それに、最近少しはアゼルの忠告を聞き入れて、買い物に出る時はハイヒールを履かなくなっただけでも褒めておくべきか。以前、ハイヒールでこういう荷物を抱えて転んだ時は骨折して大騒ぎになったので、ちょっとは反省したらしい。
荷物とティルテュを無事家に上げて、3人はホッと一息ついた。
「でも、アゼル随分早く帰ってきたんだね。」
「ティニーが怪我をしたって聞いたんで、所々制限速度オーバーでバイクを飛ばしたんだ。」
同様にアーサーも必死に自転車を漕いで帰って来たのだが、そこは自転車とバイクの差で、会議を終えてから学校を出たアゼルと帰宅時間は大差なかった。

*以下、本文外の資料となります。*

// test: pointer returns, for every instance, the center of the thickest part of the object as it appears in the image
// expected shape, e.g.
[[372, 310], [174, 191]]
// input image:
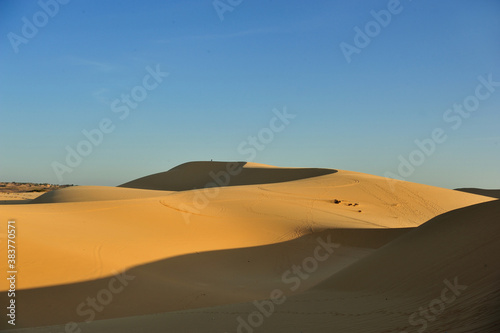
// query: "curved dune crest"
[[94, 193], [196, 175]]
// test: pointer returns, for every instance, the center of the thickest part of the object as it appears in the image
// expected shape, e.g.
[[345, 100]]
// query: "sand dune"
[[195, 175], [480, 191], [217, 246], [94, 193]]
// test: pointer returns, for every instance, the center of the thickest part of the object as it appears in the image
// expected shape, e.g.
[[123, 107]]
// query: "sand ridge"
[[186, 255]]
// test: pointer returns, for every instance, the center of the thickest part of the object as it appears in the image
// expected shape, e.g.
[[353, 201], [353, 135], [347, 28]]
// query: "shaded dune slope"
[[379, 293], [199, 279], [480, 191], [196, 175]]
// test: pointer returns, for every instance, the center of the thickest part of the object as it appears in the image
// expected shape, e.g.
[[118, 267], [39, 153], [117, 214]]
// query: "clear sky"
[[362, 79]]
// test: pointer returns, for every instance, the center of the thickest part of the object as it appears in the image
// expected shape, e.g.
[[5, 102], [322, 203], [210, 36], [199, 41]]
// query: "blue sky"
[[225, 78]]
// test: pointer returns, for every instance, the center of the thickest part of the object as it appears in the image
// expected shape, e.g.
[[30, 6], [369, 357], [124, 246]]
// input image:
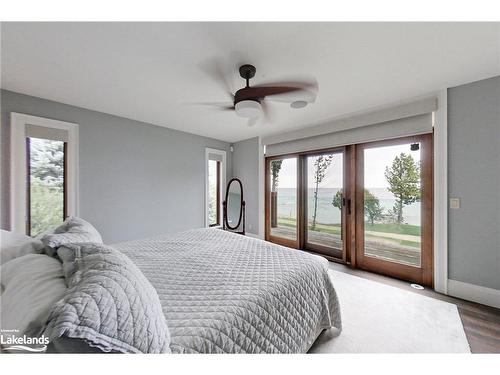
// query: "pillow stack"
[[73, 230]]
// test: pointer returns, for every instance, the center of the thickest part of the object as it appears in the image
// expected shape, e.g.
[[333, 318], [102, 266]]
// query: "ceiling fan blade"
[[223, 106], [215, 70]]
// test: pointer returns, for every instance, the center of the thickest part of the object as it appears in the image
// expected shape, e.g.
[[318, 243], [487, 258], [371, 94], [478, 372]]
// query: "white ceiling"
[[151, 71]]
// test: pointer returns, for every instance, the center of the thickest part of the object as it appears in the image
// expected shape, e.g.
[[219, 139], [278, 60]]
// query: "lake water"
[[328, 214]]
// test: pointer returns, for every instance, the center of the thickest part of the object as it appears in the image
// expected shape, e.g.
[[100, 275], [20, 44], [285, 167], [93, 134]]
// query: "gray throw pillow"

そして一連の事情を聞いたティルテュは、アーサーに宣告した。
「今日、あんたの夕飯一品減らしね。」
「ティルテュ・・・今日の夕飯は夕べのカレーの残りなんだけど。」
「あ、そっか。それじゃ、アーサーの夕飯無しになっちゃうね。きゃはは♪」
「きゃはは♪」じゃねぇよ、と思ったがここでそれを口に出すと本当に無しになってしまうので、アーサーはアゼルに救いを求めるように目配せしながらフォローしてくれるのをじっと待った。
「仕方がないから明日の夕飯のおかずを減らそうね、ティルテュ。」
「うん。それじゃ、アーサーだけハンバーグ無しね。」
それを聞いて、忘れっぽい母さんのことだから多分うっかり人数分作るだろう、とアーサーは心の中でそっと胸をなで下ろしたのだった。彼は失念していたのだ。父の記憶力は良いということを。